OpenSolaris still has a number of rough edges. The live CD currently supports only x86 hardware, but Sparc support is planned for later in 2008. The Project Indiana and OpenSolaris Web sites are marvels of convoluted navigation — when you follow a link, you’re often dumped into a new section of the site with no way to get back other than hitting the browser’s back button. The sites are also marvels of unhelpful verbosity — so many words, so little actual information, like they are products of Sun’s marketing department.

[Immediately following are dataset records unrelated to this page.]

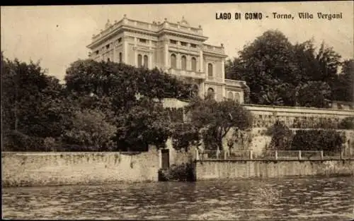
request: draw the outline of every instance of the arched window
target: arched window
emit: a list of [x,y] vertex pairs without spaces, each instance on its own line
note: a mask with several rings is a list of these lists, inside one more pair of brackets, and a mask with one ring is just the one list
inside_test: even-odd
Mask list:
[[142,66],[142,56],[141,54],[137,55],[137,67],[140,68]]
[[207,64],[207,76],[212,77],[212,64],[210,63]]
[[176,66],[177,66],[177,63],[176,61],[176,54],[172,54],[171,55],[171,67],[173,68],[176,68]]
[[212,88],[207,88],[207,97],[214,98],[215,96],[215,92],[214,92],[214,89]]
[[235,101],[236,102],[241,102],[241,97],[240,97],[240,94],[239,93],[235,93]]
[[181,58],[181,66],[182,66],[182,70],[187,70],[187,58],[185,56],[182,56]]
[[194,56],[192,58],[192,71],[197,71],[197,59]]
[[148,61],[149,58],[147,55],[144,55],[144,67],[147,68],[149,66]]
[[229,94],[227,95],[227,98],[230,100],[234,100],[234,93],[232,92],[229,92]]

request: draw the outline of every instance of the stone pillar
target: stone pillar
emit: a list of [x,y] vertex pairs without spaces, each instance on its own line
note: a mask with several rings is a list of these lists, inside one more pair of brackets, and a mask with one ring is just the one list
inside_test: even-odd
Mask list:
[[[151,27],[149,28],[151,28]],[[149,65],[148,65],[148,68],[149,69],[152,69],[152,56],[153,56],[154,54],[152,52],[152,40],[149,40],[149,49],[150,49],[150,52],[149,54]]]
[[164,66],[166,68],[169,68],[170,67],[170,65],[169,64],[169,44],[168,44],[168,40],[165,40],[165,42],[164,42]]
[[159,168],[162,167],[162,153],[161,149],[159,150]]
[[124,48],[123,48],[123,53],[122,53],[122,61],[124,64],[130,64],[128,62],[128,42],[127,41],[126,39],[124,40]]
[[200,51],[199,51],[199,68],[200,69],[200,72],[203,72],[203,65],[204,65],[204,62],[203,62],[203,56],[202,56],[202,50],[200,49]]
[[134,66],[137,67],[137,37],[134,37]]

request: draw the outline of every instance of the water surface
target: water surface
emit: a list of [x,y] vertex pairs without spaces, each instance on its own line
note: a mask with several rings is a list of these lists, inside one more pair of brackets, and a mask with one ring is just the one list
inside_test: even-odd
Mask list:
[[353,177],[2,189],[7,219],[350,220]]

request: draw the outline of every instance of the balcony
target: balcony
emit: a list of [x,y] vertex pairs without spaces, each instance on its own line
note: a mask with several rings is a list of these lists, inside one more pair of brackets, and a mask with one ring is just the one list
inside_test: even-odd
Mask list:
[[187,71],[182,69],[169,68],[169,74],[178,77],[192,78],[196,79],[205,79],[205,73],[195,71]]
[[224,47],[222,46],[217,47],[217,46],[204,44],[202,49],[205,52],[211,52],[211,53],[216,53],[221,54],[225,54],[225,52],[224,51]]
[[227,86],[242,88],[242,84],[246,85],[246,81],[225,79],[225,83]]

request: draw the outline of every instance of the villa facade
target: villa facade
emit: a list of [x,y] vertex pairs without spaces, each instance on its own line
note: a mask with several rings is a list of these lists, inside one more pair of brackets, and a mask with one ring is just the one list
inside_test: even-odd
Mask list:
[[198,88],[200,97],[212,94],[244,102],[246,82],[225,79],[227,56],[224,46],[205,43],[208,39],[200,25],[191,27],[184,19],[152,23],[129,19],[109,20],[93,35],[89,57],[152,69],[158,68]]

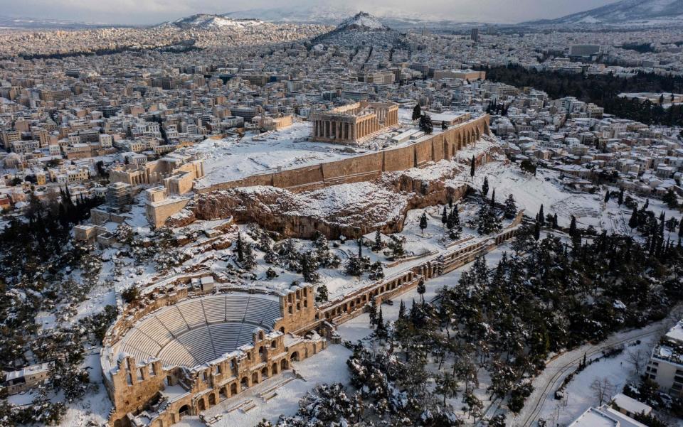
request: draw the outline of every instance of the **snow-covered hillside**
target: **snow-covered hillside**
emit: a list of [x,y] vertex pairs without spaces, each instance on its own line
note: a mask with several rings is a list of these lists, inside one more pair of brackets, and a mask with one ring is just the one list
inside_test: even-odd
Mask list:
[[360,30],[362,31],[385,31],[388,27],[367,12],[359,12],[343,21],[337,27],[337,31]]
[[186,18],[181,18],[166,25],[172,25],[181,28],[199,28],[203,29],[213,28],[242,28],[258,26],[263,21],[258,19],[233,19],[222,15],[209,15],[199,13]]

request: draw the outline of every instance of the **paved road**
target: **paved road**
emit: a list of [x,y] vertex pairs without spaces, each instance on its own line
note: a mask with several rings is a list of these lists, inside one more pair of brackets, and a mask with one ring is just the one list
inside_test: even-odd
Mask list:
[[511,420],[510,425],[513,427],[535,426],[545,402],[554,399],[555,391],[564,378],[576,370],[584,354],[590,360],[592,356],[600,355],[605,349],[661,334],[667,330],[667,320],[665,320],[641,329],[618,333],[598,344],[587,344],[556,356],[546,364],[546,369],[534,380],[533,393],[527,399],[521,412]]

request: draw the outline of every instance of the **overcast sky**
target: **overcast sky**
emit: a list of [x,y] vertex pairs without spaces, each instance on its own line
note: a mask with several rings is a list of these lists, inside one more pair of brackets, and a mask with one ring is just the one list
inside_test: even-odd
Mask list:
[[[0,16],[68,19],[108,23],[150,24],[199,13],[223,13],[251,9],[302,7],[325,4],[349,9],[428,13],[443,18],[514,23],[557,18],[614,0],[0,0]],[[372,6],[370,6],[372,5]],[[425,8],[427,8],[425,10]]]

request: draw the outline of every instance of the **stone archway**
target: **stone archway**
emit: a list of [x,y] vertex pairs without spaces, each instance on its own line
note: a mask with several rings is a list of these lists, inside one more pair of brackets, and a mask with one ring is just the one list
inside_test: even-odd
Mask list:
[[190,414],[190,406],[189,405],[183,405],[180,407],[180,409],[178,410],[178,419],[181,420],[183,417]]

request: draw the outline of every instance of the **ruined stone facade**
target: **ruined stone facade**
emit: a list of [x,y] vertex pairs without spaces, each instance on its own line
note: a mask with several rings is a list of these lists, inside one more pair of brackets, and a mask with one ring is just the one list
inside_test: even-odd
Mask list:
[[358,144],[398,124],[398,106],[393,102],[361,101],[311,117],[311,139],[336,144]]
[[[128,308],[107,332],[101,362],[105,386],[114,404],[110,424],[115,427],[170,426],[185,415],[196,415],[267,378],[290,369],[292,361],[305,359],[327,346],[325,338],[314,330],[317,324],[312,288],[305,286],[270,296],[279,317],[271,325],[263,327],[255,328],[245,320],[243,329],[248,328],[249,342],[233,351],[200,364],[188,364],[169,362],[168,352],[159,352],[159,357],[144,356],[159,348],[159,342],[165,342],[165,348],[189,346],[189,342],[184,341],[184,334],[193,330],[203,332],[202,328],[224,325],[221,321],[212,323],[211,308],[207,303],[208,298],[215,301],[223,294],[193,296],[182,285],[172,286],[168,291],[150,296],[149,301]],[[224,296],[226,301],[227,298],[243,298],[247,305],[250,298],[265,298],[242,293]],[[184,303],[184,313],[177,308]],[[196,315],[197,311],[191,310],[189,304],[198,303],[203,312],[199,318],[206,320],[193,323],[191,316]],[[236,306],[239,306],[235,308],[237,310],[245,309],[241,304]],[[214,315],[216,308],[214,303]],[[184,322],[189,325],[183,333],[169,335],[173,328],[170,323],[156,328],[142,326],[150,321],[160,322],[165,310],[179,310],[180,314],[171,313],[166,316],[167,321]],[[231,308],[226,307],[225,310],[227,313]],[[253,311],[257,317],[262,315],[258,308]],[[229,319],[227,323],[230,323]],[[133,335],[139,351],[129,345],[129,338]],[[226,335],[211,336],[209,346],[217,347],[226,339],[230,338]],[[198,344],[201,345],[194,349],[188,348],[193,352],[206,350],[202,342]]]
[[406,146],[296,169],[253,175],[195,188],[195,191],[204,193],[238,187],[270,185],[300,192],[337,184],[371,181],[381,176],[383,172],[420,168],[430,161],[451,158],[459,150],[474,144],[482,135],[489,133],[489,116],[486,114]]

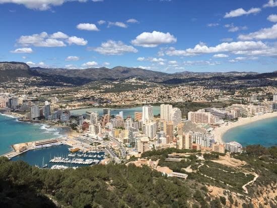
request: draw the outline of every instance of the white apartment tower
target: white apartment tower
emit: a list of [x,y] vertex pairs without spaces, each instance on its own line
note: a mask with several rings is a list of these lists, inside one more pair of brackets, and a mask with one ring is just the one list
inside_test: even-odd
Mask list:
[[151,122],[153,120],[153,106],[145,105],[143,107],[143,123]]
[[161,105],[161,120],[166,121],[171,120],[170,114],[172,110],[172,106],[168,104]]
[[97,112],[93,112],[91,113],[90,117],[91,124],[96,124],[97,123]]

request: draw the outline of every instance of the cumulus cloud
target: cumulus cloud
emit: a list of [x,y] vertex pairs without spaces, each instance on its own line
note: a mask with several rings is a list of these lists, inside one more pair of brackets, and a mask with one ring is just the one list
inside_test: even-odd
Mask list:
[[178,62],[176,60],[170,60],[168,61],[168,64],[170,65],[175,65],[177,64]]
[[83,67],[93,67],[97,65],[98,63],[96,61],[89,61],[82,64]]
[[86,40],[76,36],[70,37],[61,32],[57,32],[48,35],[46,32],[31,35],[22,35],[17,40],[18,44],[27,46],[33,45],[36,47],[64,47],[66,45],[64,41],[70,45],[75,43],[84,45],[87,43]]
[[99,29],[97,28],[96,25],[94,24],[90,23],[80,23],[76,27],[79,30],[89,30],[91,31],[99,31]]
[[237,57],[236,58],[229,60],[229,61],[231,63],[234,63],[238,61],[241,61],[246,60],[257,60],[257,57]]
[[226,28],[228,28],[228,31],[231,32],[236,32],[240,30],[246,30],[247,29],[247,27],[246,26],[235,26],[235,25],[234,25],[234,23],[227,24],[224,25],[224,27],[225,27]]
[[22,48],[12,50],[11,52],[14,53],[32,53],[33,50],[31,48]]
[[76,70],[78,68],[74,64],[67,64],[64,66],[68,70]]
[[60,40],[51,37],[54,34],[49,36],[45,32],[32,35],[22,35],[18,40],[18,43],[24,45],[34,45],[36,47],[63,47],[65,46],[64,43]]
[[135,19],[129,19],[128,20],[127,20],[126,22],[128,23],[140,23],[140,22],[138,22]]
[[45,64],[44,62],[41,61],[38,63],[34,63],[32,61],[27,61],[26,64],[29,65],[30,66],[39,66],[39,67],[47,67],[48,65]]
[[243,40],[276,39],[277,38],[277,24],[273,25],[271,28],[261,29],[258,31],[246,35],[240,35],[238,38]]
[[70,45],[73,44],[78,45],[86,45],[88,44],[88,41],[83,38],[78,38],[76,36],[70,37],[67,40],[67,43]]
[[123,28],[127,28],[128,26],[121,22],[109,22],[108,23],[108,27],[111,27],[112,26],[119,27]]
[[162,62],[166,60],[162,58],[149,58],[148,60],[151,62]]
[[260,8],[251,8],[247,11],[244,10],[242,8],[239,8],[235,10],[232,10],[229,13],[226,13],[224,16],[224,18],[239,17],[242,15],[248,15],[250,14],[257,14],[260,11],[261,9]]
[[216,26],[218,26],[219,25],[219,24],[218,23],[209,23],[209,24],[207,24],[207,27],[216,27]]
[[277,7],[277,1],[269,0],[267,4],[263,5],[262,7]]
[[233,38],[225,38],[220,40],[221,42],[232,42],[233,41]]
[[97,22],[97,23],[98,23],[98,25],[103,25],[103,24],[106,23],[106,21],[105,20],[99,20]]
[[140,61],[142,61],[143,60],[145,60],[145,58],[144,57],[139,57],[136,60],[139,60]]
[[177,38],[169,33],[153,31],[152,33],[143,32],[138,35],[131,43],[140,46],[154,47],[162,44],[173,43],[177,42]]
[[217,54],[214,55],[213,57],[215,58],[227,58],[227,57],[229,57],[229,55],[223,53],[218,53]]
[[170,56],[188,56],[224,52],[230,52],[235,53],[239,51],[249,51],[253,50],[268,48],[268,46],[261,41],[238,41],[230,43],[224,42],[216,46],[212,47],[208,47],[205,45],[197,44],[193,48],[188,48],[185,50],[176,50],[174,47],[170,47],[166,51],[166,54]]
[[[0,0],[0,4],[11,3],[22,5],[28,9],[45,11],[52,6],[59,6],[67,2],[86,2],[87,0]],[[103,0],[92,0],[94,2]]]
[[272,22],[277,22],[277,15],[269,15],[267,17],[267,20]]
[[217,64],[220,64],[220,62],[219,61],[211,61],[208,60],[195,60],[195,61],[184,61],[184,65],[213,65]]
[[50,37],[53,39],[67,39],[68,36],[61,32],[57,32],[50,35]]
[[80,58],[78,56],[67,56],[66,58],[65,58],[66,61],[73,61],[73,60],[79,60],[80,59]]
[[122,55],[125,53],[136,53],[137,50],[131,45],[127,45],[122,41],[108,40],[102,43],[101,46],[93,49],[95,51],[104,55]]

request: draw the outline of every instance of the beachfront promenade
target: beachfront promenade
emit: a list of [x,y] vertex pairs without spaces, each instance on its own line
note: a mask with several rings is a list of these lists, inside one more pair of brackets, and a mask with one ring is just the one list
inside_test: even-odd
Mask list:
[[67,145],[74,149],[79,149],[83,151],[94,150],[96,149],[95,147],[92,147],[89,144],[82,143],[74,138],[60,137],[15,144],[12,146],[13,149],[12,151],[4,154],[2,156],[11,159],[30,150],[61,145]]

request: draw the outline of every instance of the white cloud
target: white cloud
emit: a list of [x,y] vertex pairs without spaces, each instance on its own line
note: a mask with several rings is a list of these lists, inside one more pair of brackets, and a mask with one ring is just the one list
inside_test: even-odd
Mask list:
[[159,65],[165,65],[165,63],[164,63],[164,62],[161,61],[161,62],[159,62]]
[[125,53],[136,53],[137,50],[131,45],[127,45],[122,41],[108,40],[102,43],[101,46],[93,49],[101,54],[104,55],[122,55]]
[[239,17],[242,15],[248,15],[250,14],[257,14],[260,12],[261,10],[260,8],[251,8],[249,10],[246,11],[242,8],[239,8],[235,10],[232,10],[229,13],[226,13],[224,18]]
[[80,23],[76,27],[79,30],[89,30],[91,31],[99,31],[99,29],[97,28],[96,25],[94,24],[90,23]]
[[61,32],[57,32],[51,35],[42,32],[40,34],[32,35],[22,35],[17,40],[17,43],[25,46],[33,45],[36,47],[64,47],[66,46],[64,41],[66,41],[70,45],[76,44],[85,45],[88,43],[88,41],[84,38],[76,36],[68,37],[67,35]]
[[231,62],[235,62],[238,61],[241,61],[246,60],[257,60],[258,57],[237,57],[236,58],[229,60],[229,61]]
[[33,50],[31,48],[17,48],[11,51],[11,52],[14,53],[32,53]]
[[148,60],[151,61],[151,62],[162,62],[162,61],[164,61],[165,60],[166,60],[165,59],[164,59],[163,58],[148,58]]
[[140,23],[140,22],[138,22],[135,19],[129,19],[126,22],[128,23]]
[[207,27],[216,27],[218,26],[219,25],[219,24],[218,23],[209,23],[207,24]]
[[140,68],[143,70],[150,70],[151,69],[151,67],[150,66],[135,66],[134,68]]
[[177,38],[169,33],[153,31],[144,32],[136,36],[131,42],[135,45],[145,47],[154,47],[161,44],[173,43],[177,42]]
[[238,41],[230,43],[224,42],[214,47],[197,44],[193,48],[185,50],[176,50],[170,47],[166,51],[168,55],[193,56],[205,53],[230,52],[234,53],[240,51],[247,51],[254,50],[268,49],[268,47],[261,41]]
[[214,55],[213,57],[215,58],[227,58],[227,57],[229,57],[229,55],[223,53],[218,53],[217,54]]
[[246,30],[247,29],[247,27],[246,26],[235,26],[235,25],[234,25],[234,23],[227,24],[224,25],[224,27],[225,27],[226,28],[228,28],[228,31],[231,32],[236,32],[240,30]]
[[211,61],[208,60],[195,60],[195,61],[184,61],[184,65],[214,65],[220,64],[220,62],[219,61]]
[[27,61],[27,62],[26,62],[26,64],[29,65],[30,66],[34,66],[34,65],[36,65],[36,64],[35,63],[34,63],[33,62],[32,62],[32,61]]
[[222,38],[220,40],[221,42],[232,42],[233,41],[233,38]]
[[168,63],[170,65],[175,65],[177,64],[178,62],[176,60],[170,60],[169,61],[168,61]]
[[67,64],[65,65],[65,67],[68,70],[76,70],[77,68],[77,67],[74,64]]
[[98,63],[96,61],[89,61],[82,64],[83,67],[92,67],[97,65]]
[[277,24],[269,28],[261,29],[257,32],[247,35],[240,35],[238,38],[243,40],[276,39],[277,38]]
[[277,1],[269,0],[268,2],[265,5],[263,5],[262,7],[277,7]]
[[106,23],[106,21],[105,20],[99,20],[97,22],[97,23],[98,23],[98,25],[103,25],[103,24]]
[[50,36],[45,32],[32,35],[22,35],[17,42],[24,46],[34,45],[36,47],[63,47],[66,45],[60,40],[51,38],[55,33]]
[[108,23],[108,27],[110,27],[111,26],[117,26],[119,27],[122,27],[123,28],[127,28],[128,26],[125,23],[121,22],[109,22]]
[[80,58],[78,56],[67,56],[66,58],[65,58],[65,60],[66,61],[79,60],[79,59],[80,59]]
[[47,67],[48,65],[45,64],[43,62],[41,61],[38,63],[34,63],[32,61],[27,61],[26,64],[30,66],[39,66],[39,67]]
[[78,38],[76,36],[70,37],[67,40],[70,45],[75,44],[78,45],[86,45],[88,44],[88,41],[83,38]]
[[[23,5],[28,9],[45,11],[52,6],[59,6],[66,2],[86,2],[87,0],[0,0],[1,4],[12,3]],[[96,2],[101,0],[92,0]]]
[[144,57],[139,57],[136,60],[139,60],[140,61],[142,61],[143,60],[145,60],[145,58]]
[[50,35],[50,37],[53,39],[67,39],[68,36],[61,32],[57,32]]
[[277,22],[277,15],[269,15],[267,17],[267,20],[272,22]]

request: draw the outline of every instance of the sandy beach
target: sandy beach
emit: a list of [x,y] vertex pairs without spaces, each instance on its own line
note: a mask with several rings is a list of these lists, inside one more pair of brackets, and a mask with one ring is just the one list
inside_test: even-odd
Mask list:
[[222,136],[226,131],[231,128],[243,125],[246,125],[258,120],[273,118],[274,117],[277,117],[277,112],[267,113],[262,115],[255,115],[252,117],[248,117],[247,118],[239,118],[237,121],[229,122],[228,125],[226,125],[226,123],[224,123],[220,126],[215,128],[212,131],[212,133],[215,136],[215,140],[216,142],[222,143],[223,142]]

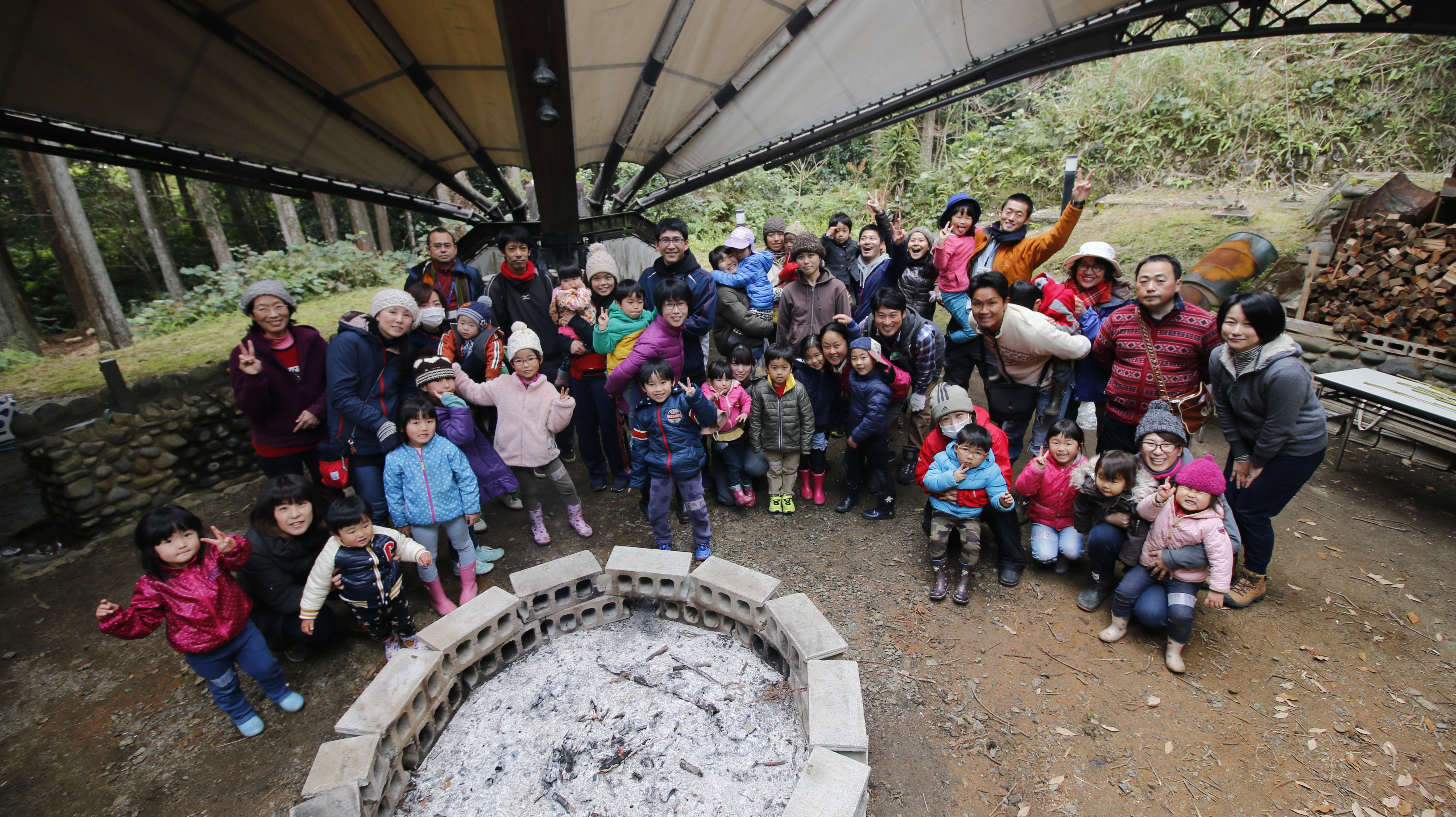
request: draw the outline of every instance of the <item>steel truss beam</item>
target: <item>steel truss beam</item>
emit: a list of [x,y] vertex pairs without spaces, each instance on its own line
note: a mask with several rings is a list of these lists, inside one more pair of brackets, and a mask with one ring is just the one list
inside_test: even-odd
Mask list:
[[[1456,3],[1452,0],[1222,3],[1134,0],[671,181],[636,198],[629,208],[645,210],[760,165],[782,166],[833,144],[1035,74],[1153,48],[1291,33],[1456,36]],[[980,84],[960,90],[973,83]]]
[[[4,134],[20,134],[45,141],[28,141]],[[23,114],[19,111],[0,109],[0,147],[29,150],[32,153],[51,153],[55,156],[66,156],[67,159],[102,162],[105,165],[135,167],[138,170],[189,176],[208,182],[275,192],[293,198],[307,198],[314,192],[322,192],[368,204],[399,207],[402,210],[453,218],[457,221],[483,221],[480,214],[473,210],[462,210],[416,194],[333,179],[317,173],[303,173],[281,165],[205,153],[153,138],[134,137],[118,131],[84,125],[73,125],[60,119],[36,117],[33,114]]]

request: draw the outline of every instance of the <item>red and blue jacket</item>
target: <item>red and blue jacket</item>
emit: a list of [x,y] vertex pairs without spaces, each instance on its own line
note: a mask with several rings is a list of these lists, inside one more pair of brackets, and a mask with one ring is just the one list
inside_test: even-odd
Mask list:
[[673,386],[665,400],[648,398],[632,409],[632,486],[648,476],[686,479],[708,465],[703,427],[718,424],[718,406],[702,389],[692,396]]

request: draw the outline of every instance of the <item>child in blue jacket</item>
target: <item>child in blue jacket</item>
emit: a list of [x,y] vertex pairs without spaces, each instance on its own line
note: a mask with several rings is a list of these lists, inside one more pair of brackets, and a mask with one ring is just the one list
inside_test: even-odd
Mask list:
[[673,367],[660,357],[642,363],[636,383],[646,398],[632,409],[632,488],[646,488],[651,478],[646,518],[658,549],[671,550],[667,511],[676,485],[683,510],[693,520],[695,556],[706,559],[712,555],[713,532],[708,527],[700,479],[708,465],[702,430],[718,425],[718,406],[692,382],[678,384]]
[[894,374],[879,354],[879,342],[858,338],[849,342],[849,435],[844,440],[844,501],[834,505],[846,513],[859,502],[865,466],[879,472],[879,502],[859,516],[895,518],[895,475],[890,451],[890,403]]
[[434,565],[441,532],[450,537],[460,564],[460,603],[475,599],[475,542],[470,526],[480,518],[480,486],[464,453],[435,434],[435,406],[411,395],[399,406],[405,444],[384,457],[384,500],[395,527],[430,550],[431,564],[419,565],[419,581],[441,616],[456,606],[446,597]]
[[[961,581],[955,588],[955,601],[965,604],[971,600],[971,571],[981,555],[981,526],[977,521],[981,508],[992,502],[992,497],[1003,511],[1016,505],[992,454],[990,431],[974,422],[961,428],[955,441],[930,462],[925,472],[925,489],[930,492],[932,508],[930,567],[935,569],[935,583],[930,585],[930,599],[939,601],[949,590],[945,546],[951,540],[951,532],[960,530]],[[942,497],[951,489],[957,492],[954,502]]]

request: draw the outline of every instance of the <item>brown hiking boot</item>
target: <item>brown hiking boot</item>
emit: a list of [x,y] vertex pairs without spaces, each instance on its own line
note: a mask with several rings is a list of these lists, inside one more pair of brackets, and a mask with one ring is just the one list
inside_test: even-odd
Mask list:
[[1223,603],[1229,607],[1248,607],[1268,594],[1268,577],[1249,571],[1239,571],[1238,578],[1224,594]]
[[930,585],[930,600],[943,601],[946,594],[951,591],[951,565],[941,559],[938,562],[930,562],[935,569],[935,583]]

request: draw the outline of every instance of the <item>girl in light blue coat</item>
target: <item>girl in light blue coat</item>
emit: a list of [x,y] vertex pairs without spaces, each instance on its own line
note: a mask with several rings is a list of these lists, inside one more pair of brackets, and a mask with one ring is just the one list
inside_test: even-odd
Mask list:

IPS seems to be an unnecessary re-invention of the wheel, and the package repository is rather sparsely populated at this point. In other words, if you’re used to Linux’s expansive hardware support, OpenSolaris may feel a bit confining, as it doesn’t support nearly the number of devices and peripherals that Linux does.

Still, it’s a friendly and easy way to try out OpenSolaris — a good entry point for getting acquainted with a genuine five-nines high-powered Unix that is only going to get better. Visit Get OpenSolaris 2008.05 for downloads and information, and they will even mail you a CD if you like.